This week we had a pleasure speaking to Dr. Shruti Muralidhar for our interview with scientist series.

Tell us about yourself.
I am a postdoctoral researcher at the Picower Institute for Memory Learning at MIT.

What’s your area of research?

I am working on elucidating the contribution of hippocampal interneurons to learning and memory.

What do you think about the current publication trend?
Open Access is definitely the way to go since a major portion of academic research is publicly funded. I do not think the general public should pay to access scientific articles. I think Sci-Hub is a direct ‘guerilla’ response to the ivory tower created by years of hegemony of large academic publishing houses.

Is publish or perish a valid statement for young scientists?
In the current system as it stands, yes – publish or perish is definitely a valid statement. I don’t think it is entirely bad because early career scientists benefit from getting their work publicised. However, since the publishing system is broken in many ways, even a single rejection sometimes has devastating effects on the career trajectory and morale of the researcher.

What do you think of preprint servers? Do you think they are useful?
Pre-print servers are an excellent start in subverting the current inflexible system of “pay and publish”. I hope the scientific community uses it responsibly, to promote good peer reviewed science.

Do you think science is communicated well to non-scientists? What are some ways to improve science communication?
Currently, no, I don’t think science is communicated well to non-scientists. I think students and scientists will enormously benefit from basic scicomm training, if provided by the institutions and universities.

As we know, there are more PhD’s graduating every year as compared to available tenure track positions. Do you think there is way to improve this?
The answer clearly is – not to stuff graduate students into an already broken and leaky academic pipeline. I am enthusiastic to see that grassroots change has already begun to ‘de-stigmatize’ non-academic career steps. Alternative/industry careers are not looked at as ‘cop-outs’ or ‘failures’ from the system; there is better training during academia to capitalize on individual strengths; students now get more exposure to careers other than just academia – all this will go a long way in fixing the system.

What are alternative career options for young scientists apart from applying for tenure track positions?
Literally anything! Academic training is not uni-dimensional and science/field specific. Critical thinking, project, time and people management, trouble-shooting, use of advanced literature searches to come up with the best way forward – all these are skills that are applicable in every field imaginable. Most scientists end up staying in allied fields because they are wary of huge changes. But I think taking that extra leap forward and changing fields can be extremely rewarding.

Apart from science, what do you enjoy doing the most?
I am an amateur cello player, baker and inveterate beach bum. I also love doing scicomm and am one-third of an India-centric scicomm collective called IndSciComm.

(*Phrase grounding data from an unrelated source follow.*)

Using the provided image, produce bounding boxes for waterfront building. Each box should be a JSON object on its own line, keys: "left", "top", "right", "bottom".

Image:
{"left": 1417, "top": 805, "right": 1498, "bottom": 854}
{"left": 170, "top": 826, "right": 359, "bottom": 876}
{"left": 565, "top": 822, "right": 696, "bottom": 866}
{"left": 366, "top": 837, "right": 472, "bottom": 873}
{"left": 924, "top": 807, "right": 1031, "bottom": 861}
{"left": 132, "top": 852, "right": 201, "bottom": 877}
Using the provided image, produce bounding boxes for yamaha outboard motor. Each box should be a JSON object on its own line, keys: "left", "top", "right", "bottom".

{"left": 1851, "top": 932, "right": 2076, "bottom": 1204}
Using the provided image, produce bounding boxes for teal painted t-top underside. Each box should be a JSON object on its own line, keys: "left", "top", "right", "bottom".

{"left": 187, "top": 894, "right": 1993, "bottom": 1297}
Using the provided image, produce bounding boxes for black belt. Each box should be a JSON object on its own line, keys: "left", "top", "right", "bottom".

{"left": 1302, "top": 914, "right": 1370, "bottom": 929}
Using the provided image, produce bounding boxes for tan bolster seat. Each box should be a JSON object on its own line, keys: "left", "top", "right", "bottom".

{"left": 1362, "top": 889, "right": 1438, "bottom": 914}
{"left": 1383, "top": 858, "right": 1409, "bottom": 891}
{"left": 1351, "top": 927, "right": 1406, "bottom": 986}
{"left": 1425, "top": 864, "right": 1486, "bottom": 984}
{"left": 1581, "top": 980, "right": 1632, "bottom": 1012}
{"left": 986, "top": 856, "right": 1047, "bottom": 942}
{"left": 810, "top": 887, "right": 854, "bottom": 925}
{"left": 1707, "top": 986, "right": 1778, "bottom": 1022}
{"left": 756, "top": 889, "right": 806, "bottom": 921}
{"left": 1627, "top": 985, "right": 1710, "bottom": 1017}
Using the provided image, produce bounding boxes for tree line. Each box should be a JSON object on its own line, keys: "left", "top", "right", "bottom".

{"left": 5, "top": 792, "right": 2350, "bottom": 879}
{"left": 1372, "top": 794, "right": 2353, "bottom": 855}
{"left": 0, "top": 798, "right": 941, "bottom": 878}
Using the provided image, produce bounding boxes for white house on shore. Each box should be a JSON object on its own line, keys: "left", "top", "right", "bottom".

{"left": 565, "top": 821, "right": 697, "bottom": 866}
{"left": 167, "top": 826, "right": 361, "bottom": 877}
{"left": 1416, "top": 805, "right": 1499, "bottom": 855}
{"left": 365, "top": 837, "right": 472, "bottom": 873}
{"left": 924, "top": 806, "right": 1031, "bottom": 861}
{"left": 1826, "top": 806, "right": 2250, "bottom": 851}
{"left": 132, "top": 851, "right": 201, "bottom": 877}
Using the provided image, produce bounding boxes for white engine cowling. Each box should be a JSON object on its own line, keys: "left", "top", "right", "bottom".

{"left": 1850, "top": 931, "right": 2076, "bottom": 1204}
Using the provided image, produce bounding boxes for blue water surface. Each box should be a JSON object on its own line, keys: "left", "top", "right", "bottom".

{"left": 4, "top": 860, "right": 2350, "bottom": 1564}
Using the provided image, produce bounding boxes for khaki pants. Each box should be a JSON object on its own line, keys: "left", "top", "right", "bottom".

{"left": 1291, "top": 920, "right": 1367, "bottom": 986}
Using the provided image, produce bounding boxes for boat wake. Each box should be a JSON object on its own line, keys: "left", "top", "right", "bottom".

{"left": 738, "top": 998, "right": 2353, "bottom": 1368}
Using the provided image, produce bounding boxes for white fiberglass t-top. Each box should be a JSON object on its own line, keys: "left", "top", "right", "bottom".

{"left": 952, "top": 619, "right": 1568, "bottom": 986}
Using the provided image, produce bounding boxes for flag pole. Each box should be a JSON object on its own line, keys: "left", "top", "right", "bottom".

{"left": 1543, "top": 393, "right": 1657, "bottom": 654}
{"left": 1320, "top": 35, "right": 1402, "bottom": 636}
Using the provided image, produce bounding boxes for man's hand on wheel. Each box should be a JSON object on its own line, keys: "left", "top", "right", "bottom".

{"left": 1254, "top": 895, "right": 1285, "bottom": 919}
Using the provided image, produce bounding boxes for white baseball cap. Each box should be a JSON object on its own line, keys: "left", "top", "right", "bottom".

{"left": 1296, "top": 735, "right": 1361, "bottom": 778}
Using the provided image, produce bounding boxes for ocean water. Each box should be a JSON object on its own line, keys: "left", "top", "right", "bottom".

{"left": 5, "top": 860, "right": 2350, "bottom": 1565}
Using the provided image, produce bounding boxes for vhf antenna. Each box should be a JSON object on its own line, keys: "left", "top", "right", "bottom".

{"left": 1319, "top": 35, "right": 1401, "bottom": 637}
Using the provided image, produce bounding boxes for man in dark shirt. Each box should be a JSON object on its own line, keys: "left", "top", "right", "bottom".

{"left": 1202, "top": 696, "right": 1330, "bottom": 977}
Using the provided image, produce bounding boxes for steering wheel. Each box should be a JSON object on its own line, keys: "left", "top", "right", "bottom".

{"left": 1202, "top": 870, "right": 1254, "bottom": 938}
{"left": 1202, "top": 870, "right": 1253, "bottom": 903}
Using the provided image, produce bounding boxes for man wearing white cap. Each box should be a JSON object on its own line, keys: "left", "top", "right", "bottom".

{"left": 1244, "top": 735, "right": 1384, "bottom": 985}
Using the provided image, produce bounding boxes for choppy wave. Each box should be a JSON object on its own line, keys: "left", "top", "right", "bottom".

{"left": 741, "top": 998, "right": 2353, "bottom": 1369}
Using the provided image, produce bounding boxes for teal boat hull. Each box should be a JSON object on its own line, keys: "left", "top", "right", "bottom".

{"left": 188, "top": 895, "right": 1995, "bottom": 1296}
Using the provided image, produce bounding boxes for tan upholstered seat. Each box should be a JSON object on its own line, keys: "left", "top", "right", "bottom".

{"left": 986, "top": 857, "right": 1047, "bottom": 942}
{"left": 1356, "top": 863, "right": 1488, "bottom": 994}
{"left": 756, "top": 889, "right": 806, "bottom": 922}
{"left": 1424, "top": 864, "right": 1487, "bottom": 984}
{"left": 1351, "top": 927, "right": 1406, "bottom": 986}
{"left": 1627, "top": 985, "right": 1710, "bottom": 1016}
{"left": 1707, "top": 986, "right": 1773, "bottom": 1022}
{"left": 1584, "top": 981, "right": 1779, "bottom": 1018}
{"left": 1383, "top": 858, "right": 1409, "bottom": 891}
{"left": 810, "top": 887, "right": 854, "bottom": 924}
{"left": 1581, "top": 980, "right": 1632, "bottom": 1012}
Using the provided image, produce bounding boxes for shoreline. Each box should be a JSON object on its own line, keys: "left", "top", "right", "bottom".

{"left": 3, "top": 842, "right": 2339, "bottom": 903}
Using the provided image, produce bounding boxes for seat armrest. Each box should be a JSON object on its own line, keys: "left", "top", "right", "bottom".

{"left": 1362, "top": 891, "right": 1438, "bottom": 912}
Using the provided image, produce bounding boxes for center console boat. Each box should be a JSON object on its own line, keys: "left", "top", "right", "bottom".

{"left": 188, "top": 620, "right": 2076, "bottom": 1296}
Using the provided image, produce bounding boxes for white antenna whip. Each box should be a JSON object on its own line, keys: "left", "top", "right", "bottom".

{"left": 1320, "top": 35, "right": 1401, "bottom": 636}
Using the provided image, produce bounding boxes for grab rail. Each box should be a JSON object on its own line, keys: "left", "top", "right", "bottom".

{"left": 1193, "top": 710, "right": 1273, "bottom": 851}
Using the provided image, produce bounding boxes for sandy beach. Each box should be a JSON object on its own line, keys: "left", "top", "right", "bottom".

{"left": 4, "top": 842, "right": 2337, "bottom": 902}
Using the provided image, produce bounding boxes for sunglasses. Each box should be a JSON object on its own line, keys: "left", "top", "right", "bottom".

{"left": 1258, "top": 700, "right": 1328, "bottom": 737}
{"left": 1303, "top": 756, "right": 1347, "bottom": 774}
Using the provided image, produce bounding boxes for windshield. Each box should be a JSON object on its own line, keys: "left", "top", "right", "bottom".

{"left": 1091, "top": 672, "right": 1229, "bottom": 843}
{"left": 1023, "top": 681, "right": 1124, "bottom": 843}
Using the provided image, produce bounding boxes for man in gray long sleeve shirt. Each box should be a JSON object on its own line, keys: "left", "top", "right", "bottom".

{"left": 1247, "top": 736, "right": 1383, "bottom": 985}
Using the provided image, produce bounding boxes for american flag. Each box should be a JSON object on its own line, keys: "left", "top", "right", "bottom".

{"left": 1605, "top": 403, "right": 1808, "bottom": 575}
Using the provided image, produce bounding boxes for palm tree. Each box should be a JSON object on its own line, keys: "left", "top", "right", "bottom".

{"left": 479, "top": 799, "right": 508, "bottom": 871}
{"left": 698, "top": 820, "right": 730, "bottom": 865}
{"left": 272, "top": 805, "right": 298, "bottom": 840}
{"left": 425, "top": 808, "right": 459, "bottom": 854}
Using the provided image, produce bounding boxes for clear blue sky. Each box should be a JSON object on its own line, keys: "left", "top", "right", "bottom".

What do you think is a recent scientific invention which has changed the way we do science now?
I am constantly fascinated by how microscopy has advanced over the years. From a simple set of lenses that could only barely magnify, we are now at a point where we can observe how life works at multiple levels. All this with a mind-boggling array of lights, dyes, lasers and analyses. Every recent advance in microscopy has been thrilling and highly significant. I cant wait to see what is next!

 

Shruti is a postdoctoral researcher at the Picower Institute for Memory Learning at MIT. She did her bachelors at Delhi University, Masters from National Brain Research Center in India, PhD from Ecole Polytechnique Federale de Lausanne (EPFL) in Switzerland and her first postdoc at the University of Utah. Currently, she is working on elucidating the contribution of hippocampal interneurons to learning and memory.